Perhaps, we can agree that going digital with data management has been both beneficial and somewhat challenging. Certainly, the ability to automate data collection, storage and analysis, as well as immediately access any data in real time has been positive.
On the other hand, the various, continuously changing technologies for storing and migrating data have made maintaining data integrity a bit unwieldy. For example, as data storage infrastructures evolve, data stored for 10 years or longer may not be readable on newer versions of operating systems or applications. Still, data integrity guidelines require that every 1 and 0 of original data remain intact.
Data migration technologies also evolve. Therefore, keeping up your end of the data integrity compliance agreement means you routinely need to move the data you’re trying to keep safe and undisturbed, yet still accessible, to a new system.
Data integrity guidelines do not prescribe a specific method or technology for data storage. Still, two areas of focus for data storage compliance are integrity and retention.
Data Integrity – Data integrity is established where the data is stored and managed in its original form. The guidelines for maintaining the integrity of stored data include:
Data Retention – Data is retained for both short-term and long-term purposes. Retention dictates how long data must remain in storage, which is determined by the data lifecycle. Short-term retention is in the form of data backups and long-term storage refers to data that is archived. Data backup and data archive are often used interchangeably. However, they each have different roles in the data integrity scheme.
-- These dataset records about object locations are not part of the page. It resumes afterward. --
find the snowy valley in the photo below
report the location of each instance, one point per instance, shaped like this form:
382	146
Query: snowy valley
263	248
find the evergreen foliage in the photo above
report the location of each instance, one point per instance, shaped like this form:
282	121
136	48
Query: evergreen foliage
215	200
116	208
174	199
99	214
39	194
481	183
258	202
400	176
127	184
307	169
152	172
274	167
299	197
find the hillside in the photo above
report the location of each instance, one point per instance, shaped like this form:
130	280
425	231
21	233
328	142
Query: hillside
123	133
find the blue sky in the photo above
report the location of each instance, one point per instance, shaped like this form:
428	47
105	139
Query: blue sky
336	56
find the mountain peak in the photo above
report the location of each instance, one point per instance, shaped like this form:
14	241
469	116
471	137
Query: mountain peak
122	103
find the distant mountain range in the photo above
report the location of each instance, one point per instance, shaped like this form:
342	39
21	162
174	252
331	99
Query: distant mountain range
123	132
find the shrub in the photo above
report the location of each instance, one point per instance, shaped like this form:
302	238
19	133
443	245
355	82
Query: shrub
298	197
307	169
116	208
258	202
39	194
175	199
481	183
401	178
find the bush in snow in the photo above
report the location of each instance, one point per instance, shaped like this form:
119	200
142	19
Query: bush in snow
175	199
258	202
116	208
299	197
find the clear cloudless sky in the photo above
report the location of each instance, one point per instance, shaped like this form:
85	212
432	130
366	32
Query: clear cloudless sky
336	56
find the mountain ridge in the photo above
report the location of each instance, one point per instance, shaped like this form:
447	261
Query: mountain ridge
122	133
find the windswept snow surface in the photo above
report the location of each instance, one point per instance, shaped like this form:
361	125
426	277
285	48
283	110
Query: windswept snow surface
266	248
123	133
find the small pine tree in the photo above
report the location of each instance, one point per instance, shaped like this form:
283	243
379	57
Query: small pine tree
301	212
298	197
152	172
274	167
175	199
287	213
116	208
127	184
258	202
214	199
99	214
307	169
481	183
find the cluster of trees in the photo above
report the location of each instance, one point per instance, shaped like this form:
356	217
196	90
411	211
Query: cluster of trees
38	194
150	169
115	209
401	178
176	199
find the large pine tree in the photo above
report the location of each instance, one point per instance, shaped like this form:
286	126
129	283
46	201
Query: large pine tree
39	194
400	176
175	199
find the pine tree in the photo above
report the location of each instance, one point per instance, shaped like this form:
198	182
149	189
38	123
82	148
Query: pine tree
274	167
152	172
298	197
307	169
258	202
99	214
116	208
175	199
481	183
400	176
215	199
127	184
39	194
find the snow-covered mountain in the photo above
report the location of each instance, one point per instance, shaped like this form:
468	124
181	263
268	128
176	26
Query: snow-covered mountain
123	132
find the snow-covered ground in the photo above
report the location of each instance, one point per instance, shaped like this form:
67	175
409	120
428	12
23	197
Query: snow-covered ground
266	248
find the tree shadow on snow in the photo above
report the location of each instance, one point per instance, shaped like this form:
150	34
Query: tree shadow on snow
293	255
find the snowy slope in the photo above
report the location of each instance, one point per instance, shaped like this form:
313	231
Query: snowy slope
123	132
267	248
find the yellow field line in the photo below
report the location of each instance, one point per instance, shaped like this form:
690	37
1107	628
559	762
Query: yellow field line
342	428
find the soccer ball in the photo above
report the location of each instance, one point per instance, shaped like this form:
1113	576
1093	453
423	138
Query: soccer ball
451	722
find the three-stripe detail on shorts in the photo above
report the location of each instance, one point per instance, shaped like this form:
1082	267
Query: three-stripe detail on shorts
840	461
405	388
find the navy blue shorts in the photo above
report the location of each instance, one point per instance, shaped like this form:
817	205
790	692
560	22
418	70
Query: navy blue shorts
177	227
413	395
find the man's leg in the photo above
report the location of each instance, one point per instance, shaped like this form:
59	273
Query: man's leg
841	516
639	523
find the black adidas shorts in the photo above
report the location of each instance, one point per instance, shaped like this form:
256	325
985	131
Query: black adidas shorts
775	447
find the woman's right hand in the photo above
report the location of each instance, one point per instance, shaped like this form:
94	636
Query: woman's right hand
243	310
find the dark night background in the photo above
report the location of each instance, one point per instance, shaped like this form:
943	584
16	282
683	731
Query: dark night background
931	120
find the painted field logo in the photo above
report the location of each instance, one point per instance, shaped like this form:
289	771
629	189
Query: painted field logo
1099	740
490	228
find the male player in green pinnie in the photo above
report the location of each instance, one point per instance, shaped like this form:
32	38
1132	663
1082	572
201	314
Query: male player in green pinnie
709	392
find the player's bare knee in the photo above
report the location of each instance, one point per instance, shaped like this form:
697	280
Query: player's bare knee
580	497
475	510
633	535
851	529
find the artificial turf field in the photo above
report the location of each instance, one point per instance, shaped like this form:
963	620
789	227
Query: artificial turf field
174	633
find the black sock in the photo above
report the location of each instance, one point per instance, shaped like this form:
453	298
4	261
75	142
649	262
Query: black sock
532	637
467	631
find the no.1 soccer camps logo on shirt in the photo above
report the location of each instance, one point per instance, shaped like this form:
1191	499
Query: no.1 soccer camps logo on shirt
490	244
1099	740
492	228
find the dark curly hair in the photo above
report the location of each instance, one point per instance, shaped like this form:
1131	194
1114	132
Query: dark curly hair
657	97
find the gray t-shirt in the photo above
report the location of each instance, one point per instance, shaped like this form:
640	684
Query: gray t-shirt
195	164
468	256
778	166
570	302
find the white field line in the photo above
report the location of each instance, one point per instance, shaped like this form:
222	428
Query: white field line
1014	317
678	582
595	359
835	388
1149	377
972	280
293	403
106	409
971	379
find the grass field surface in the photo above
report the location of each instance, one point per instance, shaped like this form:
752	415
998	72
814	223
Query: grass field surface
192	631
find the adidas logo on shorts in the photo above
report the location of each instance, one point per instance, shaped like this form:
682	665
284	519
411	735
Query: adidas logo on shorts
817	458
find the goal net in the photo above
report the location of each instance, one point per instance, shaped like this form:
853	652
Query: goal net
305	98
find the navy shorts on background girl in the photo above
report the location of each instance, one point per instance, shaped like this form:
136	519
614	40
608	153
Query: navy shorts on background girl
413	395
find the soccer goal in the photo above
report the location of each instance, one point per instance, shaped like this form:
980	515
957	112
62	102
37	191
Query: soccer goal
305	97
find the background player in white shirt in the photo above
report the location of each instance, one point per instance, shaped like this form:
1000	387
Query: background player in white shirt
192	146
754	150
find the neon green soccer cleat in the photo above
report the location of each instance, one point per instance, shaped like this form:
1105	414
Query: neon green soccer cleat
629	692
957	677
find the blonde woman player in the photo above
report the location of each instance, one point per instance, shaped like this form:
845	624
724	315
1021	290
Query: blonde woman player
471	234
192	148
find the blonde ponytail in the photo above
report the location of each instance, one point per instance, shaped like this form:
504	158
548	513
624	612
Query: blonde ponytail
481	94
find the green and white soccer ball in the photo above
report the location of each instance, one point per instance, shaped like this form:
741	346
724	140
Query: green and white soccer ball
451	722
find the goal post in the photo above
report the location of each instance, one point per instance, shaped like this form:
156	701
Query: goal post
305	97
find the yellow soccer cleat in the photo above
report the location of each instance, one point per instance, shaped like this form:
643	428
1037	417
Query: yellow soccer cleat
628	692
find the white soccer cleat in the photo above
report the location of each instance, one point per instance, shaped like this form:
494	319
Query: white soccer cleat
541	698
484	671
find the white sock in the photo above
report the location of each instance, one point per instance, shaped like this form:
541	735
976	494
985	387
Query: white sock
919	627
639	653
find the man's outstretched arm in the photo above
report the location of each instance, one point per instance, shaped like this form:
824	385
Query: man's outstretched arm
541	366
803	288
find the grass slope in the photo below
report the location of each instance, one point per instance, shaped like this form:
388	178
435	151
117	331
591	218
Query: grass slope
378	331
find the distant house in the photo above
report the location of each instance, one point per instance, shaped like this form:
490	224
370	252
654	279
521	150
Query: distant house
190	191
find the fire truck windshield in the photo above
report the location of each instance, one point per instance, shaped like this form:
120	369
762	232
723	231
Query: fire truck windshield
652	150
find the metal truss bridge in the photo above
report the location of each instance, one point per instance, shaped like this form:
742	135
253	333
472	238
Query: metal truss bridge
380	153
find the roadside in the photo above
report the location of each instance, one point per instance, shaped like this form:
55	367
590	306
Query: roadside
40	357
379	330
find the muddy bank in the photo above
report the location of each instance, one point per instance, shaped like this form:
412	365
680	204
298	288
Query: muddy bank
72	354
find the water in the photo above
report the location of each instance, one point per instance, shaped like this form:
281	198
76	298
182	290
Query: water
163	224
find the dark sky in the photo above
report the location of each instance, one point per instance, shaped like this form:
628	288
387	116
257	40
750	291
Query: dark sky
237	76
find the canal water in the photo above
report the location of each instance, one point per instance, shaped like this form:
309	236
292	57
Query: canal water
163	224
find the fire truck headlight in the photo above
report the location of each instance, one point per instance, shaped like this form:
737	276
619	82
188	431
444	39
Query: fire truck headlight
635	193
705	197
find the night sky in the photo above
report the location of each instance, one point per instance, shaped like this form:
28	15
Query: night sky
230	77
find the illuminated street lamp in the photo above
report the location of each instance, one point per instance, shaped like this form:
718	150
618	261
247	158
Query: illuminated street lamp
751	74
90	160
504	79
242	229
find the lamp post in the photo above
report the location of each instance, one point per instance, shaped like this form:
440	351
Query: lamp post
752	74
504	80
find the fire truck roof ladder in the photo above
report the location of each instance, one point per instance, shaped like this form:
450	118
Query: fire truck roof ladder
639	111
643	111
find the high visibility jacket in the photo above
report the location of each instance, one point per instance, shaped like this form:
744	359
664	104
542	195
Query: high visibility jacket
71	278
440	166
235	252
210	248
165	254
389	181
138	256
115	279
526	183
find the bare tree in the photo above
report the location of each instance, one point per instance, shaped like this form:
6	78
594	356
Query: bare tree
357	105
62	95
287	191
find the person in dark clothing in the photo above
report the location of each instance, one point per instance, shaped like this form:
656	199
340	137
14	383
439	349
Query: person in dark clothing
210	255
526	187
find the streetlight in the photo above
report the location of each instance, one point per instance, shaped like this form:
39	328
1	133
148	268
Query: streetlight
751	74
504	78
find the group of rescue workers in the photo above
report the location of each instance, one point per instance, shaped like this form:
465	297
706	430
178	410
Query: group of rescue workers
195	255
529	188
Data migration is the process of moving stored data and metadata from one storage system to another. Moving stored data is necessary due to storage technology becoming obsolete and no longer able to meet regulatory requirements. Also, data stored in one location can deteriorate over time. Unfortunately, data migration is not a risk-free endeavor. Some of the migration risks include:
Data loss – When data is migrated to a new system, some of the data may not move over from the source system.
Inconsistency – Even when data migration is done efficiently, the data in one column of the source database could appear in a different column in the new database.
Data corruption – Some of the data migrated from the source system may not be compatible with the new system software, which could result in errors or incomplete datasets.
Migration not performed in correct order – It is extremely important that data be migrated in the proper order as there are varied dependencies between the different processes. Skipping processes or performing them out of order could cause subsequent processes to fail.
System incompatibility – Some programs in the new system may not be compatible with the programs used to migrate data from the source system. This could lead to errors with the migrated data.
Risky or not, the need for data migration is unavoidable. However, many of the risks with migration can be avoided. A good way to mitigate the risks with data migration is to create a data migration strategy that includes testing and verification procedures that help maintain the integrity of data during and after migration.
A common challenge with data migration is companies have a large amount of data in storage. The first task of a migration strategy is to identify which data needs to be migrated. The following are suggestions for processes to include in your data migration strategy:
Data governance structure – When you have data moving from one location to another, it’s important to identify who has rights to access, edit or remove archived data. This information may be included in the metadata.
Understand the quality of existing data – Before you begin migrating data, spend some time assessing the quality of the data in the source system. Is the data complete? Does it comply with data integrity requirements? Will the data be readable on the new system?
Identify the data that needs to move – Not all archived data needs to be migrated. You can ease the complexity of data migration by clearly identifying and migrating only the data you need keep archived for data integrity compliance.
Protect data at rest and en route – To maintain data integrity and security, keep your data in read-only format throughout the retention timeframe and during migration.
Test migrated data – You can alleviate many data migration risks with data migration testing procedures. To validate the completeness, consistency and correctness of the migrated data, perform a validation test, which involves comparing the data of the source system and the new system using a predefined comparison criteria.
Verify data if format changes – It’s common for the data format to change during migration. A format change is OK. You just need to verify that the data itself remained the same and is still readable in the new data storage system.
When developing your data management strategy, it’s recommended that you devote significant attention to your data migration quality assurance and testing processes. It’s also important to fully document your data migration experience and outcome in the event you need tangible evidence to demonstrate data integrity compliance. Creating a well-structured plan as part of your strategy can be invaluable in your efforts to preserve the integrity of your data.